Know the difference and invest your energy accordingly
A few years ago, when my daughter was procrastinating about completing her short film, we had a conversation that led to an important realization.
My daughter is a relationship-driven person.
I had been thinking about why people procrastinate. The usual accusations of laziness or distractability didn’t seem to add up for her.
I know my daughter isn’t lazy.
So I thought instead, “What if working on her short film isn’t solving her real problem?”
I reasoned that if there is some more important, albeit unconscious, psychological problem going on with her, then she won’t have the creative energy to do anything else until that unconscious problem is resolved.
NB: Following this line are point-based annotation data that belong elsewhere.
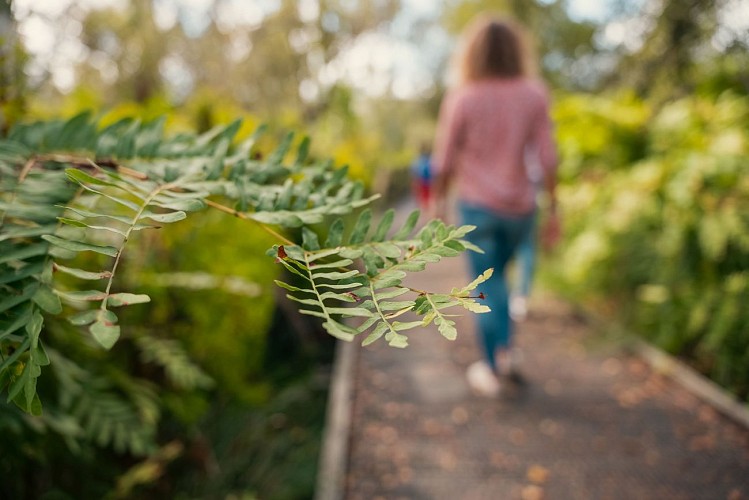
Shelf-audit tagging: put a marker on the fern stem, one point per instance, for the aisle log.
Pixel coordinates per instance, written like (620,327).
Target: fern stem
(129,231)
(243,216)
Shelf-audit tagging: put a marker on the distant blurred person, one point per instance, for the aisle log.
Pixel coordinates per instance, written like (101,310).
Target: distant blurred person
(421,178)
(495,116)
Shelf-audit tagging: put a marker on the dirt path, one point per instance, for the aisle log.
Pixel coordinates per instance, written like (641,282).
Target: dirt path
(593,423)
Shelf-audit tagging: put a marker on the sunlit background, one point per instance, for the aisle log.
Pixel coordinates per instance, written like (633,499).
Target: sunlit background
(651,113)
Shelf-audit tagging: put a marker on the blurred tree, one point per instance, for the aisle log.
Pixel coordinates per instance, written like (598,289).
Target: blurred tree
(127,45)
(12,79)
(680,52)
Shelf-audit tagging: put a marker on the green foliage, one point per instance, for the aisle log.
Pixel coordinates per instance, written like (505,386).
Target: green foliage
(73,187)
(665,243)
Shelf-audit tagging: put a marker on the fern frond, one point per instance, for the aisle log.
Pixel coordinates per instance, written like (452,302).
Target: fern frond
(71,186)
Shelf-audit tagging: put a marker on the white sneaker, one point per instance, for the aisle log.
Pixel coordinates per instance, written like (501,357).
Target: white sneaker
(482,380)
(518,307)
My daughter was certainly anxious, lonely, and upset. Her Mother and I had recently separated. Her oldest brother had moved out of town to attend graduate school, and her closest brother became so absorbed in his new girlfriend that he was no longer paying much attention to my daughter.
In fact, her short film was something of a biographical story of working through grief and seeking a new community of friends that might mitigate the sense of loss she felt upon the disintegration of our family.
When I become anxious, lonely, or upset, I pour myself into my creative work. I write, draw, build, and teach.
That’s when I realized that I am a mission-driven person, and that my daughter and I are different in this respect.
Mission-driven people organize their relationships around their mission.
Relationship-driven people organize their mission around their relationships.
That’s the most fundamental difference between me and my daughter, and it meant that until she could figure out a way for her film project to strengthen her relationships, she would keep procrastinating on her film.
We talked it through on a ride home from the airport.
I advised her to enlist her friends and favorite people in her film project, because when she feels that the short film is a way to strengthen her relationships, her energy will go way up, and her motivation will return.
That made sense to her.
So she started calling friends in the film and digital culture program at her university, asking them to play a role in production of her short. Of course, many of them said they would love to.
And she enlisted the help of her new friends at the Krav Maga Studio where she had been training. It turned out they liked movies, too.
The result is below.
It’s a story of a young girl in the throes of malaise, who had lost the motivation to take care of herself. But when she is offered an easy excuse to quit, she finds the energy to keep going, and is better off for it.
My favorite part are the end credits, in which you can see the names of the many people who became closer friends as a result of making the film.
Knowing whether you are a relationship-driven person, or a mission-driven person, will help you recognize the unconscious obstacles that are holding you back, and where your best creative energy must be directed.